In an email sent to the Cornell community on Wednesday night, Pollack explained the implications of Gov. Andrew Cuomo’s (D-N.Y.) order requiring colleges with more than 100 new cases reported in a single week to temporarily halt in-person instruction.

Just hours later, the Tompkins County Department of Health announced that 18 more Cornell students had tested positive for the virus, bringing the last-week total to 42 cases.
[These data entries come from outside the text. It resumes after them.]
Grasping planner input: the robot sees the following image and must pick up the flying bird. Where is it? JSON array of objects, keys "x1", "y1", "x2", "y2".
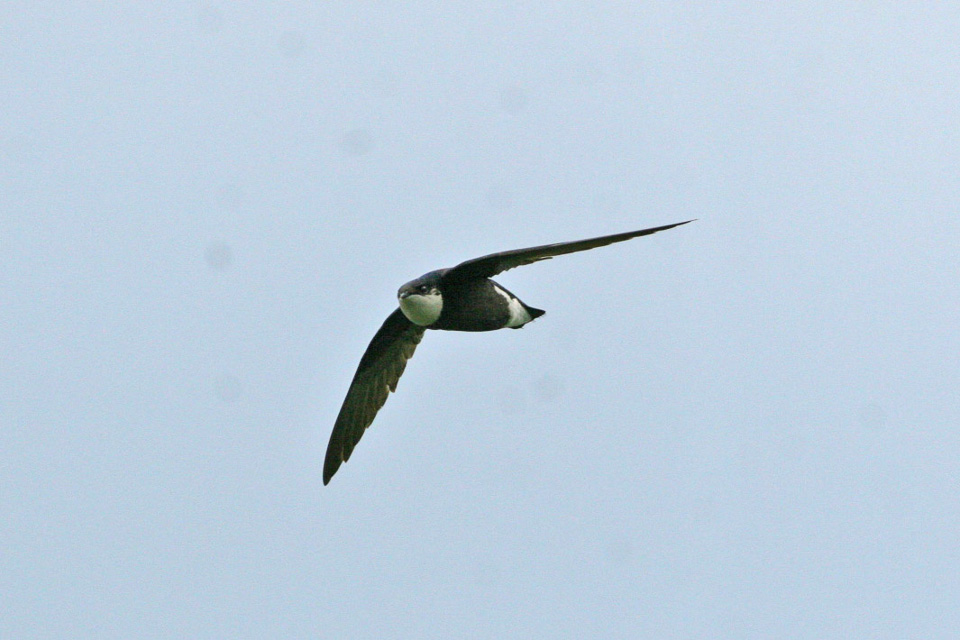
[{"x1": 323, "y1": 220, "x2": 693, "y2": 485}]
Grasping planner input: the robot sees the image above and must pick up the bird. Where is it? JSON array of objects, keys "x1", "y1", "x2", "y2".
[{"x1": 323, "y1": 220, "x2": 693, "y2": 485}]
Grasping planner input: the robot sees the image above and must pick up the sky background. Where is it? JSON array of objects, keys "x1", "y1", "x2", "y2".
[{"x1": 0, "y1": 2, "x2": 960, "y2": 640}]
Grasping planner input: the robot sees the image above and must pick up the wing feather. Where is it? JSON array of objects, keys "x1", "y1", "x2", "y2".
[
  {"x1": 323, "y1": 309, "x2": 425, "y2": 484},
  {"x1": 443, "y1": 220, "x2": 693, "y2": 282}
]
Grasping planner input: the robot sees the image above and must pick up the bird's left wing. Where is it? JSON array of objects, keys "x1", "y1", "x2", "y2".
[
  {"x1": 443, "y1": 220, "x2": 693, "y2": 282},
  {"x1": 323, "y1": 309, "x2": 425, "y2": 484}
]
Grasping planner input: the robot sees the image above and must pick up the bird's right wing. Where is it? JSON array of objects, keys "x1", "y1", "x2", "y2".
[
  {"x1": 443, "y1": 220, "x2": 693, "y2": 282},
  {"x1": 323, "y1": 308, "x2": 425, "y2": 484}
]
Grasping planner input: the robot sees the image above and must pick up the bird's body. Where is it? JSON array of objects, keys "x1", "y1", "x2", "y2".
[
  {"x1": 323, "y1": 220, "x2": 691, "y2": 484},
  {"x1": 400, "y1": 271, "x2": 544, "y2": 331}
]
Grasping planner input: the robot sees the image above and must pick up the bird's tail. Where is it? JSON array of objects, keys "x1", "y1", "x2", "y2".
[{"x1": 523, "y1": 305, "x2": 546, "y2": 320}]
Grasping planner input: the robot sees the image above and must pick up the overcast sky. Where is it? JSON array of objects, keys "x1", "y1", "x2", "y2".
[{"x1": 0, "y1": 2, "x2": 960, "y2": 640}]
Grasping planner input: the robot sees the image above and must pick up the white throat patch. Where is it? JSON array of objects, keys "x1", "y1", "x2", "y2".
[{"x1": 400, "y1": 291, "x2": 443, "y2": 327}]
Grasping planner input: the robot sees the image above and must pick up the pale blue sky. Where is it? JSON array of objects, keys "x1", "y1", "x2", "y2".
[{"x1": 0, "y1": 2, "x2": 960, "y2": 640}]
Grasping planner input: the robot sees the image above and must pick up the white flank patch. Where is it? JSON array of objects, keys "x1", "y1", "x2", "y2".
[
  {"x1": 400, "y1": 293, "x2": 443, "y2": 327},
  {"x1": 493, "y1": 285, "x2": 533, "y2": 329}
]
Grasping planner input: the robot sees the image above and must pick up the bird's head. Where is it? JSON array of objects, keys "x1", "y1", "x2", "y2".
[{"x1": 397, "y1": 271, "x2": 443, "y2": 327}]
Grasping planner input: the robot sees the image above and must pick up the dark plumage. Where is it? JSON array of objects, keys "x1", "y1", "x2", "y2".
[{"x1": 323, "y1": 220, "x2": 692, "y2": 484}]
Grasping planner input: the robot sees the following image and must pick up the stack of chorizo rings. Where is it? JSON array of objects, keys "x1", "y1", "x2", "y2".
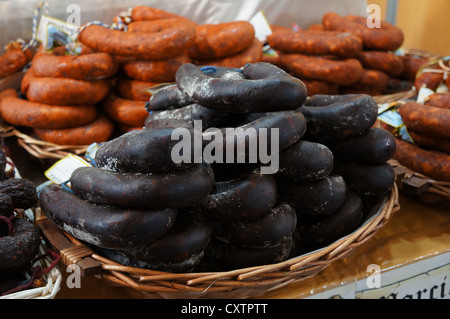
[
  {"x1": 0, "y1": 149, "x2": 41, "y2": 294},
  {"x1": 0, "y1": 47, "x2": 117, "y2": 145},
  {"x1": 79, "y1": 6, "x2": 196, "y2": 133},
  {"x1": 268, "y1": 12, "x2": 417, "y2": 96}
]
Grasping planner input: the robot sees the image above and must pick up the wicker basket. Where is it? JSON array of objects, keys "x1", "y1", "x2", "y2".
[
  {"x1": 38, "y1": 184, "x2": 400, "y2": 299},
  {"x1": 0, "y1": 209, "x2": 62, "y2": 299},
  {"x1": 0, "y1": 122, "x2": 88, "y2": 160}
]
The sharp uptick comes just as the University is set to roll out its surveillance testing today, an ambitious program that will dramatically increase the pace and scope of coronavirus monitoring. As Cornell inches closer to the threshold under which students would have to go online, Pollack cautioned that the increased testing means staying under 100 new weekly cases will become even more challenging.

“Staying below the new limit will be extremely difficult, and make no mistake: there is no guarantee of success,” the president wrote, striking a pessimistic note on the odds the University will be able to meet New York State’s new rules.

“We’re testing so many people, with the very goal of identifying all of the cases of the virus— even in asymptomatic people,” further explained Vice President for University Relations Joel Malina at a Wednesday Ithaca Common Council meeting. “So, with that approach we are going to have a higher number of cases than if we hadn’t done that. It means more than likely we will reach this threshold.”

If Cornell’s COVID-19 cases reach more than triple digits in a single week, campus life will have to become more socially-distant than it already is. It would not, however, end Cornell’s attempt to have an on-campus semester or fully shut operations down, according to President Martha E. Pollack.

Instead, in-person activities would have to be cut down even more for a period of 14 days.

“For a two-week period, all teaching moves online, dining halls move to take-out meals only and a variety of other campus activities are reduced or suspended,” Pollack wrote.

Students would not have to quarantine in their residences in this scenario, either. The president said that only those “who are in quarantine for cause” — meaning they have tested positive or were connected to someone who did — would have to isolate during this period.

Cuomo’s order came just days after Provost Michael Kotlikoff announced Cornell’s self-imposed guidelines, which suggested that the University could experience around 250 new weekly cases before being forced to reconsider its current plans.